Photo by James Edward Photography

On Saturday, March 5, the Dallas Museum of Art played host to nearly five hundred guests at An Affair of the Art, the annual black-tie fundraising gala hosted by the Museum’s Junior Associates Circle. For nearly twenty years, the funds raised by this event have supported the acquisition and exhibition programs of the DMA. The theme for 2011 was Maison de la Mode: House of Fashion, and the funds raised will support the Museum’s presentation of  The Fashion World of Jean Paul Gaultier: From the Sidewalk to the Catwalk, opening for the first time in the U.S. at the DMA on November 13.

Photo Booth.Foto Favor Rebecca Lorrine Photography

The “Juniors” certainly know how to throw a party, and here are some interesting insights from last weekend’s “fête”:

# of underwriters: 113
# of raffle tickets: 515
# of committee members: 103
# of months spent planning: 9
# of bottles of wine: 237
# of bottles of vodka: 33
# of vendors: 10
# of appetizers: 2,670 pieces
# of rented glasses (March 5 only): 2,400
# of postage stamps used: 2,794
# of gift bags for all events: 530
# of pieces of furniture rented: 103
# of waitstaff/bartenders (March 5 only): 43
# of cupcakes donated by Sprinkles: 550
# of events leading up to AoA: 4
# of bottles of donated water: 600
# of airline tickets donated by American Airlines: 4
# of pre-event media mentions: 7
average # of items in each gift bag: 14
# of gold mailing tubes used for event invitations: 650
# of awards won for printed materials: 1

Money raised: $164,000

Membership Memories

This month we spotlight Caroline and Robert Belanger, DMA members since 2004.

Tell us a little bit about yourselves and why you joined the DMA? The strength of the Dallas arts community is what independently brought both of us here. Caroline moved from Austin to help run Pan American Art Projects, a Latin-American art gallery. Rob relocated from Atlanta to work with Dr. Anne Bromberg in the curatorial department at the Dallas Museum of Art. We are now running our own art-consulting business, Belanger Art Methods,  and we are proud to serve the arts community and to support the Museum as active members of the Junior Associates Circle.

What’s your favorite activity at the DMA and why? For us, it would have to be Curator’s Choice, the first Junior Associates Circle event of the year. It is always an exceptional opportunity to meet new members and to hear a curator speak about one of their favorite works of art in the Museum’s collections – right in the galleries. Not to mention that is the very event where we first met!

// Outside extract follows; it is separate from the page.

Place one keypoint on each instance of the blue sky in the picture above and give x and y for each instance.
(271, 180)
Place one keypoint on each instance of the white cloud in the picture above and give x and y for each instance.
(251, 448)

What is or was your favorite exhibition at the DMA and why? Caroline: In 2005, Dr. Dorothy Kosinski curated the exhibition Dialogues: Duchamp, Cornell, Johns, Rauschenberg, which revealed both the overt and covert dialogue and shared visual vocabulary evident in the work of these four modern and contemporary artists. Personally, as an art historian, I enjoyed how this exhibition investigated the exchange of philosophies and strategies throughout modernism from Dada and surrealism to pop art, and even found-object assemblage. Also, it was nice that the majority of the works in the show are in the DMA’s collections.

Rob: Charles Sheeler’s “Power” Series from 2006, curated by Dr. William Keyse Rudolph, is a great example of how small, intimate exhibitions can be among the most memorable. The exhibition focused on a series of six iconic paintings by Charles Sheeler, a self-proclaimed “precisionist” painter and founder of American modernism. The key to this exhibition was that it not only reunited all of the paintings for the first time in many years but also skillfully integrated numerous original photographic studies and archival materials into the gallery layout, offering an exceptional snapshot of the creative process from start to finish.

What is your typical day like? As art consultants, no day is really the same, but the one constant is that we are always problem-solving. For example, one day we will be curating, inventing mounts, and physically installing works of art on-site for a private collector. The next, we are in the office researching, designing, and editing an exhibition publication for a museum. The day after, we may be visiting a gallery to help a client buy or sell. Since we have a broad range of expertise, we get the chance to work on a lot of great projects with some really fascinating people.